Posted on March 18, 2010

Getting into the investing game for the first time can be intimidating. New investors might think they have to spend hundreds of hours learning about stocks and mutual funds, and constantly watch their portfolios to make sure they’re on track.

Hooey, many experts say.

“To think that by trading individual stocks you’re going to beat the stock market over a couple of decades is beyond ludicrous,” says Bill Schultheis, a principal of Soundmark Wealth Management and the author of “The Coffeehouse Investor,” both of which subscribe to the philosophy of creating and holding a diverse portfolio of mostly low-cost index funds to ensure growth and eventual wealth.

“In the past 20 years I have not spent more than 20 minutes total on my portfolio, and I’ve outperformed 95% of people,” Schultheis says. “That is because I never trade, and I stick with an investing philosophy that fits with my life.”

Too good to be true?

So how do you create your own couch-potato portfolio, one that works for you while you spend time doing the things you do best, like enjoying life?

Increasingly, investing experts advocate index-based exchange-traded funds, or ETFs. These are basically mutual funds but they are traded like stocks throughout the market day. And they follow benchmarks.
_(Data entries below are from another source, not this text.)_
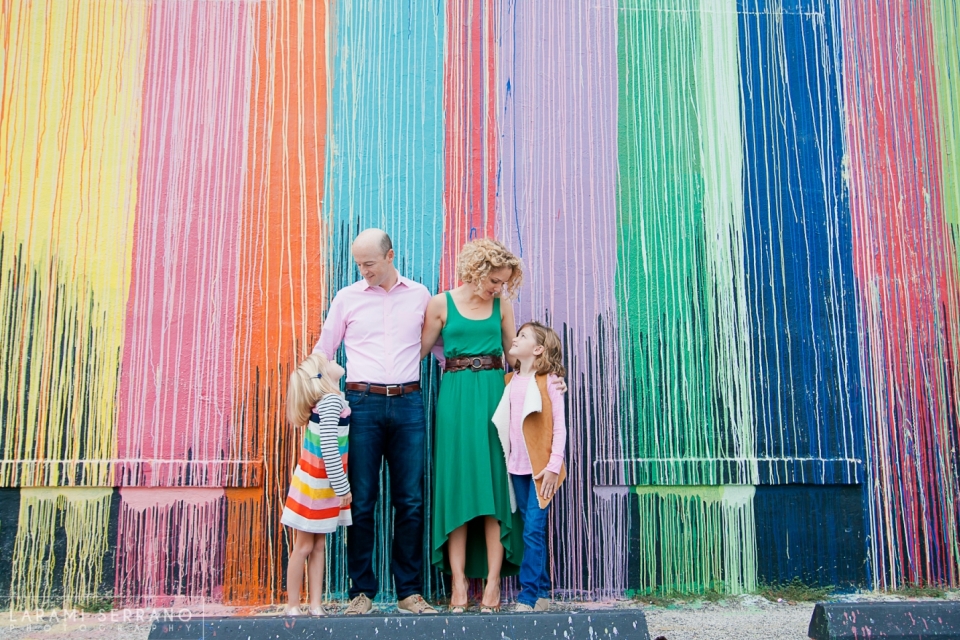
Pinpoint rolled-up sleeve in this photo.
[547,374,567,474]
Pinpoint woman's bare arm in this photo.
[500,298,517,362]
[420,293,447,359]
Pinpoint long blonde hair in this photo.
[513,320,567,378]
[457,238,523,300]
[287,353,340,427]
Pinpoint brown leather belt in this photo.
[443,356,503,373]
[347,382,420,397]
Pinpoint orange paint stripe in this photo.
[224,0,327,604]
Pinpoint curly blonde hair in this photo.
[287,353,340,427]
[457,238,523,300]
[513,320,567,378]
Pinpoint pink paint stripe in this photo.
[118,1,252,485]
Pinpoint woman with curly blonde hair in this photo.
[421,238,523,613]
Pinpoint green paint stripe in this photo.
[617,0,756,484]
[931,0,960,228]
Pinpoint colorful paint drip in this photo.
[0,0,960,608]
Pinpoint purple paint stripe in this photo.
[497,0,629,596]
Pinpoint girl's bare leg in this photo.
[284,530,314,616]
[307,533,327,613]
[447,524,467,607]
[480,516,503,608]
There are ETFs that follow the economies of individual countries, or broader economies such as South America’s or the developing world’s. There are also ETFs that follow stock exchanges, commodities or specific industries like health care or oil and gas. The value of an index fund that tracks Taiwan’s economy goes up and down with that country’s economy. Same with a fund that follows gold; as the price of gold goes up, so does the ETF.

Recently, a few “active” ETFs have been introduced. These are exchange-traded funds that are managed by investment professionals, and they come with higher expense ratios in return for promises of higher returns.

Index funds are similar except that they are bought from mutual fund companies and are purchased and priced just once a day, at the close of trading.